Ele parecia se sentir culpado… Em outras circunstâncias eu provavelmente lançaria um Tesouro Do Céu em todos, muito de bom grado, contudo, entendia que não havia sido na maldade.

— Tudo bem, Mu. — Forcei um sorriso e toquei seu ombro, Afrodite nessa hora congelou. Shion apenas sorriu para a cena, ele parecia distraído.

E foi nesse momento que notamos que um “eu nunca” — Shion me informou o nome do jogo — estava ocorrendo em um dos cantos da sala, não sei como não notamos antes, o barulho que aqueles homens faziam chegava a ser incômodo.

           Aproveitei que Mu também se distraiu com a roda dos exs irmãos de armas para questionar Afrodite.

           — Então… sobre Buddha e os outros deuses?...

           — A loka! Se mentisse sobre isso aposto que minha beldade não poderia estar presente! Teria cubinhos de mim espalhado por todo Meikai! E isso seria um desperdício, diga-se de passagem — Ótimo! eu esperava mesmo ter uma resposta séria dele? Afinal, Afrodite estava intelecto demais no começo do dia para ser verdade.

           Aproveitando-se da proximidade, o sueco me puxou pela mão para que assistisse ao jogo dos rapazes, já emendando uma explicação sobre o que se tratava.

           — Todos sentam em uma roda — Disse, obviamente — E começam as perguntas, tá vendo, cada um está com um copo? Normalmente a bebida é a mesma para todos,mas os gostos de cada um aqui são distintos. Parece que eles não estão seguindo a ordem de anti-horário ou horário, e sim o aleatório… Bom, enfim, você faz uma pergunta, por exemplo, “Eu nunca olhei para a bunda de nenhum cavaleiro presente” Quem já olhou, bebe.

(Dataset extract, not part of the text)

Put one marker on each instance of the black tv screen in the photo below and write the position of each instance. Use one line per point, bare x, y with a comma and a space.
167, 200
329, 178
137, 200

           — E onde está seu copo, Afrodite? — Shion brincou já que nos aproximamos dele e do ariano menor enquanto a explicação me era dada, com um sorriso sapeca nunca visto antes.

           Que brincadeira de mais baixo escalão… Olhei em volta, procurando Camus mais uma vez, após checar que ele não se encontrava, não havia muito o que poderia fazer, então apenas me restou assistir ao jogo junto dos três.

           A brincadeira seguiu calma, até que, uns vinte minutos após, provavelmente pelo efeito do álcool Milo levantou o tom de voz:

— EU NUNCA quis pegar a Saori! — Milo exclamava com o peito estufado.

           — Cadê o Seiya?! Ele teria que virar a jarra INTEIRA! — Aldebaran, gargalhava alto enquanto Shura fazia um sinal de desaprovamento com a cabeça, tomando mais um gole de seu licor de cereja, ele não estava jogando, um pouco afastado, o capricorniano escorava a parede.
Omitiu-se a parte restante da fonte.